Why did you leave your last job? What brought you to the chair you are sitting in today? It’s January – and like every other month of the year, millions of people are considering leaving their job right now.
The motivations to leave one place and join another are both many and strikingly specific to the individual. What I want to focus on today is the language we choose to describe this change. I’m tired of old school talk that disempowers people – especially women who leave the traditional work environment to be more present at home to raise up children.
Having been in recruiting work for over 20 years, I have walked alongside an incredibly diverse group of folks at pivotal moments of job change and career growth. Making a decision to leave one company to join another, or to leave the traditional workforce altogether, ranks solidly in the top 5 of most stress-inducing times in life.
Maybe you are one of the millions currently considering leaving your job – or the world of traditional work altogether, to dedicate more time to raising up a child(ren), to go back to school full-time, to take a break, to better focus on a promising side-hustle. Today, I’d like to encourage you to envision something different – something more positive, healthy, meaningful and more rooted in connection. Forget leaving. Focus on weaving. This is what you are doing. You are weaving a new design in your career lattice.

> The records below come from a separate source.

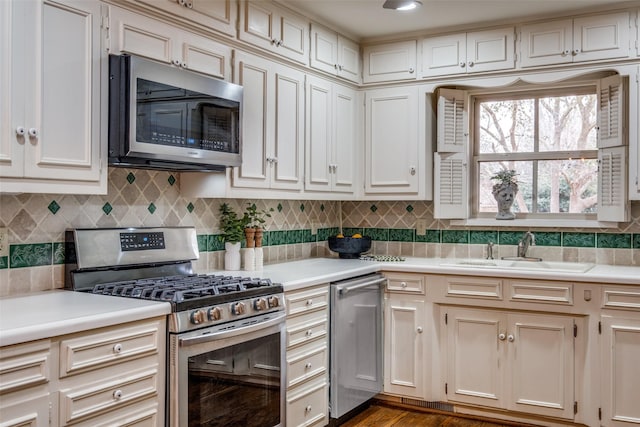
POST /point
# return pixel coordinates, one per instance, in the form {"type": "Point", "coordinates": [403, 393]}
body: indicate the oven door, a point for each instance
{"type": "Point", "coordinates": [229, 375]}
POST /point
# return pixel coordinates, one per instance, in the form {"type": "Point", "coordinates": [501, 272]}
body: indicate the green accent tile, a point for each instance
{"type": "Point", "coordinates": [379, 234]}
{"type": "Point", "coordinates": [307, 237]}
{"type": "Point", "coordinates": [455, 236]}
{"type": "Point", "coordinates": [58, 253]}
{"type": "Point", "coordinates": [614, 240]}
{"type": "Point", "coordinates": [482, 237]}
{"type": "Point", "coordinates": [278, 237]}
{"type": "Point", "coordinates": [294, 236]}
{"type": "Point", "coordinates": [510, 237]}
{"type": "Point", "coordinates": [30, 255]}
{"type": "Point", "coordinates": [579, 240]}
{"type": "Point", "coordinates": [351, 231]}
{"type": "Point", "coordinates": [431, 236]}
{"type": "Point", "coordinates": [107, 208]}
{"type": "Point", "coordinates": [548, 238]}
{"type": "Point", "coordinates": [202, 242]}
{"type": "Point", "coordinates": [53, 207]}
{"type": "Point", "coordinates": [401, 234]}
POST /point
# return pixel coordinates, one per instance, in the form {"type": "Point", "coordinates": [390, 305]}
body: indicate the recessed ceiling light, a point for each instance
{"type": "Point", "coordinates": [401, 4]}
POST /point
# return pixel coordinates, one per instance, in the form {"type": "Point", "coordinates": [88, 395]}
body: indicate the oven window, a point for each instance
{"type": "Point", "coordinates": [237, 386]}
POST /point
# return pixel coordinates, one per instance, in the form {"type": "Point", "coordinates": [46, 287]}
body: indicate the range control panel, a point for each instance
{"type": "Point", "coordinates": [138, 241]}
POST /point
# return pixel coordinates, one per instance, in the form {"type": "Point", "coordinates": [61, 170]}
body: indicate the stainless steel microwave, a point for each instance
{"type": "Point", "coordinates": [168, 118]}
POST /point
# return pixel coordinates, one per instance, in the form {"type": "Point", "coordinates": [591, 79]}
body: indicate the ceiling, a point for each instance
{"type": "Point", "coordinates": [366, 19]}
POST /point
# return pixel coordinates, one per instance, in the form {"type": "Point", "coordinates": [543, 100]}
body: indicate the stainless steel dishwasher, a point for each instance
{"type": "Point", "coordinates": [356, 343]}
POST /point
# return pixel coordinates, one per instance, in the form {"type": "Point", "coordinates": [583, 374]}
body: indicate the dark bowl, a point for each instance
{"type": "Point", "coordinates": [349, 247]}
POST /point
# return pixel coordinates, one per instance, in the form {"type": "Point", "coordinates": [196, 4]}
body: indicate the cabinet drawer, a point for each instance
{"type": "Point", "coordinates": [111, 346]}
{"type": "Point", "coordinates": [113, 392]}
{"type": "Point", "coordinates": [474, 288]}
{"type": "Point", "coordinates": [310, 361]}
{"type": "Point", "coordinates": [624, 298]}
{"type": "Point", "coordinates": [527, 291]}
{"type": "Point", "coordinates": [306, 328]}
{"type": "Point", "coordinates": [24, 365]}
{"type": "Point", "coordinates": [306, 301]}
{"type": "Point", "coordinates": [406, 283]}
{"type": "Point", "coordinates": [308, 405]}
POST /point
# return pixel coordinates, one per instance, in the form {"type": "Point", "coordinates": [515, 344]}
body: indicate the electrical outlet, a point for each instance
{"type": "Point", "coordinates": [421, 227]}
{"type": "Point", "coordinates": [4, 242]}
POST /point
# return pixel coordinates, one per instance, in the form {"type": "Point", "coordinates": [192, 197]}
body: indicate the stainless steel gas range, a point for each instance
{"type": "Point", "coordinates": [226, 359]}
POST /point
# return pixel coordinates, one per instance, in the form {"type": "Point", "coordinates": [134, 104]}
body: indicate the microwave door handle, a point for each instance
{"type": "Point", "coordinates": [343, 290]}
{"type": "Point", "coordinates": [185, 342]}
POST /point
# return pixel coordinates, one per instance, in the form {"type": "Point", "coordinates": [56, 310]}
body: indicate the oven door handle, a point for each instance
{"type": "Point", "coordinates": [185, 342]}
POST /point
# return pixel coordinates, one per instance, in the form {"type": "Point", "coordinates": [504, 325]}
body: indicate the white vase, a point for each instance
{"type": "Point", "coordinates": [249, 259]}
{"type": "Point", "coordinates": [232, 256]}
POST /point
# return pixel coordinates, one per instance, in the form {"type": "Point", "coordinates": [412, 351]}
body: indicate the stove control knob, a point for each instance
{"type": "Point", "coordinates": [238, 308]}
{"type": "Point", "coordinates": [198, 317]}
{"type": "Point", "coordinates": [274, 301]}
{"type": "Point", "coordinates": [215, 313]}
{"type": "Point", "coordinates": [260, 304]}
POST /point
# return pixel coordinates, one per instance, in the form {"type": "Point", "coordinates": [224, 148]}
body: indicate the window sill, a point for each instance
{"type": "Point", "coordinates": [537, 223]}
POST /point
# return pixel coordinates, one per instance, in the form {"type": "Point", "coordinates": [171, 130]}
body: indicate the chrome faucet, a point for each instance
{"type": "Point", "coordinates": [529, 239]}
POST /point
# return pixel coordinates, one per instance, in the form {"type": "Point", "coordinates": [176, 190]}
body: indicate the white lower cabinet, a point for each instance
{"type": "Point", "coordinates": [307, 393]}
{"type": "Point", "coordinates": [510, 360]}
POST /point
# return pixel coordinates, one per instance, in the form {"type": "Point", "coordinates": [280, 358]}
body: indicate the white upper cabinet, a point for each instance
{"type": "Point", "coordinates": [51, 139]}
{"type": "Point", "coordinates": [389, 62]}
{"type": "Point", "coordinates": [589, 38]}
{"type": "Point", "coordinates": [139, 35]}
{"type": "Point", "coordinates": [219, 15]}
{"type": "Point", "coordinates": [272, 126]}
{"type": "Point", "coordinates": [331, 137]}
{"type": "Point", "coordinates": [472, 52]}
{"type": "Point", "coordinates": [275, 29]}
{"type": "Point", "coordinates": [334, 53]}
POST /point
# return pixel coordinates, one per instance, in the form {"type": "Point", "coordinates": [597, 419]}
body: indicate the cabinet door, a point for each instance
{"type": "Point", "coordinates": [476, 356]}
{"type": "Point", "coordinates": [601, 37]}
{"type": "Point", "coordinates": [546, 43]}
{"type": "Point", "coordinates": [541, 355]}
{"type": "Point", "coordinates": [392, 155]}
{"type": "Point", "coordinates": [444, 55]}
{"type": "Point", "coordinates": [404, 346]}
{"type": "Point", "coordinates": [217, 15]}
{"type": "Point", "coordinates": [620, 371]}
{"type": "Point", "coordinates": [390, 61]}
{"type": "Point", "coordinates": [63, 92]}
{"type": "Point", "coordinates": [491, 50]}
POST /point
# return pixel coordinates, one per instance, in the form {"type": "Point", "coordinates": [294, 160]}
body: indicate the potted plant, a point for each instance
{"type": "Point", "coordinates": [232, 227]}
{"type": "Point", "coordinates": [504, 191]}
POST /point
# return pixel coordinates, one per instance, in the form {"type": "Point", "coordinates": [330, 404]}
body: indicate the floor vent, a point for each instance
{"type": "Point", "coordinates": [440, 406]}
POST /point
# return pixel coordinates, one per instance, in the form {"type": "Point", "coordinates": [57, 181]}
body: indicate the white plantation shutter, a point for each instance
{"type": "Point", "coordinates": [452, 121]}
{"type": "Point", "coordinates": [612, 184]}
{"type": "Point", "coordinates": [450, 192]}
{"type": "Point", "coordinates": [611, 115]}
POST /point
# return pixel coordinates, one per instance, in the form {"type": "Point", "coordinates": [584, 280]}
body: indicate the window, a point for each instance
{"type": "Point", "coordinates": [567, 144]}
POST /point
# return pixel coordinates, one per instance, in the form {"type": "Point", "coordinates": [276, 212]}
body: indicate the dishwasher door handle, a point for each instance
{"type": "Point", "coordinates": [344, 289]}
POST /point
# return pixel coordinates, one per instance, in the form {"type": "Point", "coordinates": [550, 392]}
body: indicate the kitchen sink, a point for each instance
{"type": "Point", "coordinates": [521, 264]}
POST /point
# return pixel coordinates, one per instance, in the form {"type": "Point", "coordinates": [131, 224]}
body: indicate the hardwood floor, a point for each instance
{"type": "Point", "coordinates": [382, 415]}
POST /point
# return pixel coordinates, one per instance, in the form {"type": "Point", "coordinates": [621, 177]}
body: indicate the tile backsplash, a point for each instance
{"type": "Point", "coordinates": [36, 224]}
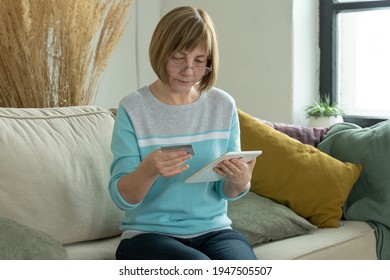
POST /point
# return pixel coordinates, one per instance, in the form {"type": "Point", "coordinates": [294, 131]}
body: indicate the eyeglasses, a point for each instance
{"type": "Point", "coordinates": [179, 65]}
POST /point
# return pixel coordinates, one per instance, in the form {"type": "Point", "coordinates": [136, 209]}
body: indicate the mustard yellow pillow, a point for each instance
{"type": "Point", "coordinates": [311, 183]}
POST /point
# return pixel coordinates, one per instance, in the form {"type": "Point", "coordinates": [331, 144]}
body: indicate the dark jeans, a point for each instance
{"type": "Point", "coordinates": [219, 245]}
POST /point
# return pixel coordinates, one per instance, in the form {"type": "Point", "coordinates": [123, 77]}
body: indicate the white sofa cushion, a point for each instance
{"type": "Point", "coordinates": [54, 171]}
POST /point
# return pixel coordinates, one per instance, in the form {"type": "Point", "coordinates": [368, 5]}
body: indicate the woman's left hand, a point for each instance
{"type": "Point", "coordinates": [237, 172]}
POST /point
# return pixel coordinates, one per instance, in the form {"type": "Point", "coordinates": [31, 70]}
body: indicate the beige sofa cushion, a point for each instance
{"type": "Point", "coordinates": [54, 171]}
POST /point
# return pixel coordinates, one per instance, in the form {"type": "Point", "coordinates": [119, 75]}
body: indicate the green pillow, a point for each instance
{"type": "Point", "coordinates": [369, 199]}
{"type": "Point", "coordinates": [311, 183]}
{"type": "Point", "coordinates": [261, 219]}
{"type": "Point", "coordinates": [19, 242]}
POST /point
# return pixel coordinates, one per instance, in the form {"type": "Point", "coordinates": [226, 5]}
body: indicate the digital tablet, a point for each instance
{"type": "Point", "coordinates": [207, 174]}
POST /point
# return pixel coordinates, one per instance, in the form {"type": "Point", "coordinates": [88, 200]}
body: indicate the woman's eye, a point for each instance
{"type": "Point", "coordinates": [178, 59]}
{"type": "Point", "coordinates": [200, 61]}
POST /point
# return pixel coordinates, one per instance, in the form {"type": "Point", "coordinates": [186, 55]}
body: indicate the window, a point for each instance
{"type": "Point", "coordinates": [355, 56]}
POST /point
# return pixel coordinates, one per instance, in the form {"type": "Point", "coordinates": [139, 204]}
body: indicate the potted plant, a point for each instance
{"type": "Point", "coordinates": [324, 113]}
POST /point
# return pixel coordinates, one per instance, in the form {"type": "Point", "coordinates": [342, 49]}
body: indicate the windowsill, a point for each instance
{"type": "Point", "coordinates": [363, 121]}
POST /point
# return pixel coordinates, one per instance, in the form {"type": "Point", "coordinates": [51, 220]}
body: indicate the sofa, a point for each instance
{"type": "Point", "coordinates": [54, 202]}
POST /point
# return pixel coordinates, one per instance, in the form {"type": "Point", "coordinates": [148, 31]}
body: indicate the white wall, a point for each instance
{"type": "Point", "coordinates": [268, 51]}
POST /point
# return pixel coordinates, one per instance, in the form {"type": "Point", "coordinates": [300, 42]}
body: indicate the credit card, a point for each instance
{"type": "Point", "coordinates": [188, 148]}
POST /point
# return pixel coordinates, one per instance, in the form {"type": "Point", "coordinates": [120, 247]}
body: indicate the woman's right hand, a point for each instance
{"type": "Point", "coordinates": [167, 164]}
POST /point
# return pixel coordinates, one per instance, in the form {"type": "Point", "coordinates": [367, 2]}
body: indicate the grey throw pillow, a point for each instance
{"type": "Point", "coordinates": [261, 219]}
{"type": "Point", "coordinates": [19, 242]}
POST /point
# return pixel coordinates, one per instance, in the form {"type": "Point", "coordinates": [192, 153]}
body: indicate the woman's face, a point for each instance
{"type": "Point", "coordinates": [186, 68]}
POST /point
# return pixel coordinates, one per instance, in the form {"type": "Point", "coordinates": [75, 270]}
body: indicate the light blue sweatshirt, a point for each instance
{"type": "Point", "coordinates": [171, 206]}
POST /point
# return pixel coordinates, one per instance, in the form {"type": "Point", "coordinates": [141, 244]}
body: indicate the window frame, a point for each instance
{"type": "Point", "coordinates": [328, 49]}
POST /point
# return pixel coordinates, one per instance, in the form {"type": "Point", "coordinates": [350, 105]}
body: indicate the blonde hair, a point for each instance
{"type": "Point", "coordinates": [184, 28]}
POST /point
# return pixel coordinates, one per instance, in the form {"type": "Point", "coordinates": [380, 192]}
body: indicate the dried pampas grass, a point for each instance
{"type": "Point", "coordinates": [52, 52]}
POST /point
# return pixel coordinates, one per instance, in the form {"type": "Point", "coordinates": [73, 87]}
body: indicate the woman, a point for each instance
{"type": "Point", "coordinates": [165, 217]}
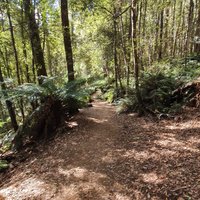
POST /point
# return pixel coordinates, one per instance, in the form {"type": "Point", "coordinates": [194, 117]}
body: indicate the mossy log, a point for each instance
{"type": "Point", "coordinates": [189, 94]}
{"type": "Point", "coordinates": [41, 124]}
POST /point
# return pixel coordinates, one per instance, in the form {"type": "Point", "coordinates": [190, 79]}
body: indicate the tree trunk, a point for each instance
{"type": "Point", "coordinates": [67, 39]}
{"type": "Point", "coordinates": [9, 105]}
{"type": "Point", "coordinates": [135, 51]}
{"type": "Point", "coordinates": [35, 40]}
{"type": "Point", "coordinates": [13, 43]}
{"type": "Point", "coordinates": [197, 33]}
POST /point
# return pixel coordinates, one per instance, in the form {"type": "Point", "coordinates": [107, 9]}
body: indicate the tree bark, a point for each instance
{"type": "Point", "coordinates": [13, 43]}
{"type": "Point", "coordinates": [9, 104]}
{"type": "Point", "coordinates": [35, 40]}
{"type": "Point", "coordinates": [67, 39]}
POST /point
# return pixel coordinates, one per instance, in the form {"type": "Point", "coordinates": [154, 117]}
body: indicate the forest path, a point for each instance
{"type": "Point", "coordinates": [111, 157]}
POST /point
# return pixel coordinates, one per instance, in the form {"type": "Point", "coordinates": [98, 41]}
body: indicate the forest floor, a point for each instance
{"type": "Point", "coordinates": [110, 156]}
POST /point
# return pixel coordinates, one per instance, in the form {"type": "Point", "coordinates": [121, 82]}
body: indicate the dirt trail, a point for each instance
{"type": "Point", "coordinates": [107, 156]}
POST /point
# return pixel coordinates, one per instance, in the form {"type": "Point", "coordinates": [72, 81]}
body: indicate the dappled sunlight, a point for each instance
{"type": "Point", "coordinates": [174, 144]}
{"type": "Point", "coordinates": [183, 125]}
{"type": "Point", "coordinates": [143, 155]}
{"type": "Point", "coordinates": [152, 178]}
{"type": "Point", "coordinates": [24, 189]}
{"type": "Point", "coordinates": [88, 184]}
{"type": "Point", "coordinates": [99, 121]}
{"type": "Point", "coordinates": [72, 124]}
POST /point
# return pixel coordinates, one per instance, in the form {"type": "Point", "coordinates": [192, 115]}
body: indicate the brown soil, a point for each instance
{"type": "Point", "coordinates": [110, 156]}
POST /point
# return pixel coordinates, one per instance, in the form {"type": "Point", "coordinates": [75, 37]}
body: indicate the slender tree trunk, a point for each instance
{"type": "Point", "coordinates": [14, 44]}
{"type": "Point", "coordinates": [190, 26]}
{"type": "Point", "coordinates": [35, 40]}
{"type": "Point", "coordinates": [197, 33]}
{"type": "Point", "coordinates": [9, 104]}
{"type": "Point", "coordinates": [24, 45]}
{"type": "Point", "coordinates": [160, 54]}
{"type": "Point", "coordinates": [115, 55]}
{"type": "Point", "coordinates": [135, 51]}
{"type": "Point", "coordinates": [67, 39]}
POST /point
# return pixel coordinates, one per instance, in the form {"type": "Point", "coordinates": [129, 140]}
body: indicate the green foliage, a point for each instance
{"type": "Point", "coordinates": [3, 165]}
{"type": "Point", "coordinates": [157, 85]}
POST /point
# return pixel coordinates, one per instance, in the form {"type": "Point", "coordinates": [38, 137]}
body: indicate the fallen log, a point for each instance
{"type": "Point", "coordinates": [41, 124]}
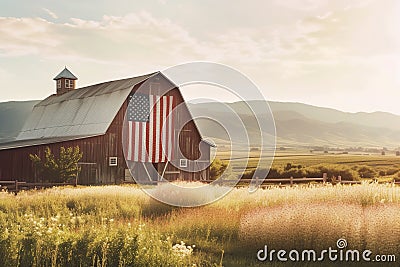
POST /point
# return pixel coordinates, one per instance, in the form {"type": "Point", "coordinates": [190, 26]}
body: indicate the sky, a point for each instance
{"type": "Point", "coordinates": [340, 54]}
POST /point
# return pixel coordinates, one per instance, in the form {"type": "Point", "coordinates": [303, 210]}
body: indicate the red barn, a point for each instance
{"type": "Point", "coordinates": [93, 118]}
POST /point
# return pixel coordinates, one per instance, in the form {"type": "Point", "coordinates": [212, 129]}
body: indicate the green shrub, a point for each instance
{"type": "Point", "coordinates": [217, 168]}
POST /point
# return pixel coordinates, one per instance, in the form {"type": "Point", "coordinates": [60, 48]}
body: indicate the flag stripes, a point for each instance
{"type": "Point", "coordinates": [150, 140]}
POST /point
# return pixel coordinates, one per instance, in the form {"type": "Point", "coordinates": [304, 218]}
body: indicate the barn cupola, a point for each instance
{"type": "Point", "coordinates": [65, 81]}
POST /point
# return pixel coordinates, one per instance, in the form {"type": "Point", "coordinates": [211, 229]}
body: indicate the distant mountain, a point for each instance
{"type": "Point", "coordinates": [306, 125]}
{"type": "Point", "coordinates": [12, 117]}
{"type": "Point", "coordinates": [297, 124]}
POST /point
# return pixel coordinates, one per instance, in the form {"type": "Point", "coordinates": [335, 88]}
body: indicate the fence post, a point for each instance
{"type": "Point", "coordinates": [16, 186]}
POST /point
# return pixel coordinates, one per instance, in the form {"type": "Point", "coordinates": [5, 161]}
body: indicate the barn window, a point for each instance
{"type": "Point", "coordinates": [183, 163]}
{"type": "Point", "coordinates": [68, 83]}
{"type": "Point", "coordinates": [112, 161]}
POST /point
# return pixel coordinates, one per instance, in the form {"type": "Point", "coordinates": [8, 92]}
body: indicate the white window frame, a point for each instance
{"type": "Point", "coordinates": [183, 163]}
{"type": "Point", "coordinates": [113, 161]}
{"type": "Point", "coordinates": [68, 83]}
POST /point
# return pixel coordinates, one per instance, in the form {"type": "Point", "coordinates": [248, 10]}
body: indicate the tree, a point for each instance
{"type": "Point", "coordinates": [59, 169]}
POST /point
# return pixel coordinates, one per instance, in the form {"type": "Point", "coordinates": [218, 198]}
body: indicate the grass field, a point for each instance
{"type": "Point", "coordinates": [385, 166]}
{"type": "Point", "coordinates": [122, 226]}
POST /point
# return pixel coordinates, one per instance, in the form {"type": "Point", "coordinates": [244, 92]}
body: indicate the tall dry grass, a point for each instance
{"type": "Point", "coordinates": [108, 225]}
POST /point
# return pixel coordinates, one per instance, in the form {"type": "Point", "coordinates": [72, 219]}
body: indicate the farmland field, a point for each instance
{"type": "Point", "coordinates": [385, 167]}
{"type": "Point", "coordinates": [122, 226]}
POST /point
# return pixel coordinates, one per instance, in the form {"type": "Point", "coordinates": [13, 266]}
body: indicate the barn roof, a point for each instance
{"type": "Point", "coordinates": [83, 112]}
{"type": "Point", "coordinates": [77, 114]}
{"type": "Point", "coordinates": [65, 73]}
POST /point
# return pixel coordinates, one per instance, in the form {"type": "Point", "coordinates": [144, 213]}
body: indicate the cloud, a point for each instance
{"type": "Point", "coordinates": [331, 46]}
{"type": "Point", "coordinates": [50, 13]}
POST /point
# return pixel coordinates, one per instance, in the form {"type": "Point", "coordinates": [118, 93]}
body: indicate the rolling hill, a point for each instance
{"type": "Point", "coordinates": [297, 124]}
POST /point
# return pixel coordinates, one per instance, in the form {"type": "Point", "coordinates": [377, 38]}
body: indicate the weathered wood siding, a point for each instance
{"type": "Point", "coordinates": [16, 165]}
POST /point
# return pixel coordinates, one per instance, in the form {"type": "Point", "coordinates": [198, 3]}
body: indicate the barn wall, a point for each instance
{"type": "Point", "coordinates": [16, 165]}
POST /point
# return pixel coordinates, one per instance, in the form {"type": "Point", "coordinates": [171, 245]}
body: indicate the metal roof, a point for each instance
{"type": "Point", "coordinates": [80, 113]}
{"type": "Point", "coordinates": [42, 141]}
{"type": "Point", "coordinates": [83, 112]}
{"type": "Point", "coordinates": [65, 73]}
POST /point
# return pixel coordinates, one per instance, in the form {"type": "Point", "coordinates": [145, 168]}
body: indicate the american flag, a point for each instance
{"type": "Point", "coordinates": [150, 131]}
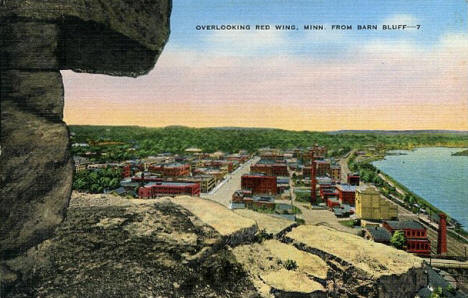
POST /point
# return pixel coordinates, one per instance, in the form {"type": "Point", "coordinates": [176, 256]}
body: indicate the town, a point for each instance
{"type": "Point", "coordinates": [304, 185]}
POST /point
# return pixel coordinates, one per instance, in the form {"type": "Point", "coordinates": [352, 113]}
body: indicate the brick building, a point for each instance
{"type": "Point", "coordinates": [335, 172]}
{"type": "Point", "coordinates": [159, 189]}
{"type": "Point", "coordinates": [274, 169]}
{"type": "Point", "coordinates": [171, 170]}
{"type": "Point", "coordinates": [353, 179]}
{"type": "Point", "coordinates": [259, 184]}
{"type": "Point", "coordinates": [346, 193]}
{"type": "Point", "coordinates": [323, 168]}
{"type": "Point", "coordinates": [207, 182]}
{"type": "Point", "coordinates": [415, 235]}
{"type": "Point", "coordinates": [377, 234]}
{"type": "Point", "coordinates": [327, 191]}
{"type": "Point", "coordinates": [370, 205]}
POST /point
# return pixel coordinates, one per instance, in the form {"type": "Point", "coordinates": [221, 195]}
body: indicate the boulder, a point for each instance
{"type": "Point", "coordinates": [38, 39]}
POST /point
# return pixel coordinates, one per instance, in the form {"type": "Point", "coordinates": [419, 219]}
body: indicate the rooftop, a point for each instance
{"type": "Point", "coordinates": [379, 233]}
{"type": "Point", "coordinates": [346, 187]}
{"type": "Point", "coordinates": [169, 184]}
{"type": "Point", "coordinates": [407, 224]}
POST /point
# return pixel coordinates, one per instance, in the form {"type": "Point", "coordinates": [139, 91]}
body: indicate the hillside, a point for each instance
{"type": "Point", "coordinates": [151, 141]}
{"type": "Point", "coordinates": [109, 247]}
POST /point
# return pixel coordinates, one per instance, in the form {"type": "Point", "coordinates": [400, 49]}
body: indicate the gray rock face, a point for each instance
{"type": "Point", "coordinates": [38, 39]}
{"type": "Point", "coordinates": [157, 250]}
{"type": "Point", "coordinates": [117, 37]}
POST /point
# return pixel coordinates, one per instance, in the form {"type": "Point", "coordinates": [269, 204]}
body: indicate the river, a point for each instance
{"type": "Point", "coordinates": [435, 175]}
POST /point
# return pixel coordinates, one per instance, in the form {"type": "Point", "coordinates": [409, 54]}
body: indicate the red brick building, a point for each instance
{"type": "Point", "coordinates": [335, 172]}
{"type": "Point", "coordinates": [259, 184]}
{"type": "Point", "coordinates": [442, 235]}
{"type": "Point", "coordinates": [159, 189]}
{"type": "Point", "coordinates": [219, 164]}
{"type": "Point", "coordinates": [275, 169]}
{"type": "Point", "coordinates": [171, 170]}
{"type": "Point", "coordinates": [323, 168]}
{"type": "Point", "coordinates": [415, 235]}
{"type": "Point", "coordinates": [346, 193]}
{"type": "Point", "coordinates": [353, 179]}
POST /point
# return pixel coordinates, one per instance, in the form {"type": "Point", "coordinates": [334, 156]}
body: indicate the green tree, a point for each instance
{"type": "Point", "coordinates": [398, 239]}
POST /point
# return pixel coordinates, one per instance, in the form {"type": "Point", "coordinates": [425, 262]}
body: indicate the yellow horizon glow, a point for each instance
{"type": "Point", "coordinates": [398, 117]}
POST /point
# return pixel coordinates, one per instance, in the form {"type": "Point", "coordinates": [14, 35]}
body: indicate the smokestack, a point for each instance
{"type": "Point", "coordinates": [442, 236]}
{"type": "Point", "coordinates": [313, 181]}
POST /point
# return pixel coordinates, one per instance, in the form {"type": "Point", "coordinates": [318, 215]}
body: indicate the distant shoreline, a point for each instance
{"type": "Point", "coordinates": [407, 189]}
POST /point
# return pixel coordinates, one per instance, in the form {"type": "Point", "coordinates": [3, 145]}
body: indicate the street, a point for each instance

We covered the lattice a bit earlier, and how this is a much more realistic and healthy design to describe your career and professional journey. We are all moving around – up, down and all around. It’s in these moves that we weave our unique work design. These words: lattice, weaving, connections, journey are important distinctions from ladder, leaving, promotions and career.
You will get the inevitable question – and likely from someone like me: “What made you decide to leave that job?” This is your opportunity to try on this new language. “For me, it was much less about leaving and much more about intentionally weaving together my growing skills with an organization (or in a role) that could offer more opportunities for me to continue to develop and be challenged.” And hey – all y’all Stay at Home Parents – how about using an answer like this the next time someone asks you the same question!
Words have power, and we should pick our words more wisely when it comes to describing our professional journey and our multitude of choices along the way. Weave don’t leave.